Samara - nagrzewnica!!!

  
Sortuj wg daty:
rosnąco malejąco
Witam,
Czy istnieje może jakiś inny niż opisany w książce sposóby wymiany nagrzewnicy, może wcale nie trzeba demontować całej deski??
  
 
Moim zdaniem raczej tego nie da sie zrobic. Tak bylo w przypadku 07, podejrzewam, ze tak samo jest w Samarce. Ale lepiej niech sie wypowiedza Samarowi spece!
  
 
... właśnie sam kombinowałem, ale niestety trza wszystko zdejmować... troche roboty z tym jest. Ostatnio przerabiałem ten temat w Audi B3 i tam to dopiero jest roboty!!! Setki kabli, modułu komputera i inne cuda!!! Calusieńki dzionek ciężki roboty to był.
... w samarce bedzie chyba łatwiej
...aha zapomniałbym o najważniejszym czy ma ktoś zbędną nagrzewnice??? a moze wiecie ile kosztuje nowa???
POZDRAWIAM
  
 
Jest to łatwe. Wymieniałem nagrzewnicę tydzień temu:
1. wymontuj wskaźniki i odłacz je całkowicie
2. zdejm obudowę stacyjki i stacyjkę (bez rozłaczania przewodów)
3. zdemontuj osłonę środkową (tam gdzie popielniczka)
4. odkręć mocowanie dźwigienek sterowania ogrzewaniem
5. odkręć 4 wkręty mocujące deskę i piaty w schowku
6. odsuń nieco deskę do tyłu - uzyskujesz możliwość wysunięcia grzejnika nagrzewnicy.

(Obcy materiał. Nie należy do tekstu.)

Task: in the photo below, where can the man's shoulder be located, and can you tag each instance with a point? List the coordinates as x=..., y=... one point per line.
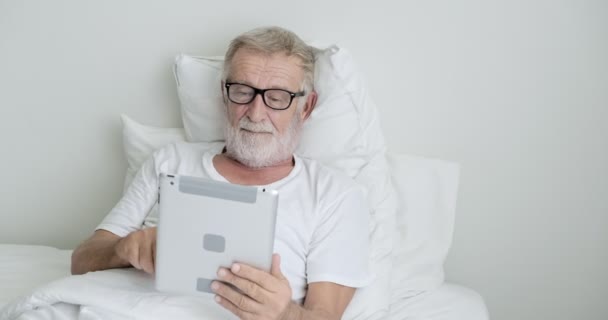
x=325, y=175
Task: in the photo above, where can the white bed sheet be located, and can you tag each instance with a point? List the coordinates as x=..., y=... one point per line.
x=22, y=268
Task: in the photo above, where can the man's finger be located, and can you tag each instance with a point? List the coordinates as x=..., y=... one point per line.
x=248, y=287
x=232, y=308
x=262, y=278
x=145, y=259
x=239, y=300
x=275, y=268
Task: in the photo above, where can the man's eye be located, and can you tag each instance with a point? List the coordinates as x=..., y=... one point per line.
x=242, y=93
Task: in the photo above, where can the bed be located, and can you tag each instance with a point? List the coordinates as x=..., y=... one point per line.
x=412, y=199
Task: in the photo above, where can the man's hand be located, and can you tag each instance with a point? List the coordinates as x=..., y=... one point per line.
x=264, y=295
x=138, y=249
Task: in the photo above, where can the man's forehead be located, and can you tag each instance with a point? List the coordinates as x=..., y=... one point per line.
x=248, y=63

Razem zajęło mi to około 2,5 godziny (z montażem)
 
 
2,5 godziny ???
Nieźle...Mnie robili 4 h w serwisie. Kosztowało mnie to 100 PLN w ASO.
Nagrzewnicę kupiłem używkę, ale nie polecam tego robić bo to gorzej niż loteria.
Nówka trzeszczy około 120 zeta w Łodzi...
  
 
Wszystko kwestia wprawy. Ja w tym roku juz kilka razy sciagalem cala deske u siebie (rozne proby upiekszenia po tym jak poprzedni wlasciciel ja naprawial bo byla popekana) Teraz z wymiana samej nagrzewnicy to mysle ze bylbym w stanie sobie poradzic nawet szybciej niz w 2,5 godz. No przynajmniej w mojej ladzie Raz skladalem deske w nocy przy latarce i tez sie udalo
  
 
...ja narazie tylko wyjme nagrzewnice i skróce obieg... zobacze co jej jest, może da sie polutować (chyba jest stalowa, prawda??). W moich okolicach nowa kosztuje 175 PLN, a narazie musze jeszcze oponki na zima, ubezpieczenie itp.
trzeba oszczędzać, wole troche pomarznąć ale jeździć bezpiecznie...
POZDRAWIAM
  
 
nagrzewnica niestety nie jest stalowa, tylko aluminiowa. Cieknie zawsze na połaczeniu tworzywa sztucznego z aluminium. Podobnie jest z chłodnicą. u mnie i chłodnica i nagrzewnica wymagały wymiany po 11 latach użytkowania właśnie z uwagi na przecieki w tym samym miejscu.
 
 
A JAKI MOŻEBYC POWÓD ŻE MIEJSCE NAJWOLNIEJ ODPAROWUJĄCE NA SZYBIE TO TAKI TROJKĄT SKIEROWANY DO DOLU NA WPROST MOICH OCZU TROCHĘ MNIWE DRAŻNI JAZDA POCHYLONYM W PRAWO
POZDRAWIAM
  
 
Cytat:
2003-10-14 18:38:49, Anonymous pisze:
nagrzewnica niestety nie jest stalowa, tylko aluminiowa. Cieknie zawsze na połaczeniu tworzywa sztucznego z aluminium. Podobnie jest z chłodnicą. u mnie i chłodnica i nagrzewnica wymagały wymiany po 11 latach użytkowania właśnie z uwagi na przecieki w tym samym miejscu.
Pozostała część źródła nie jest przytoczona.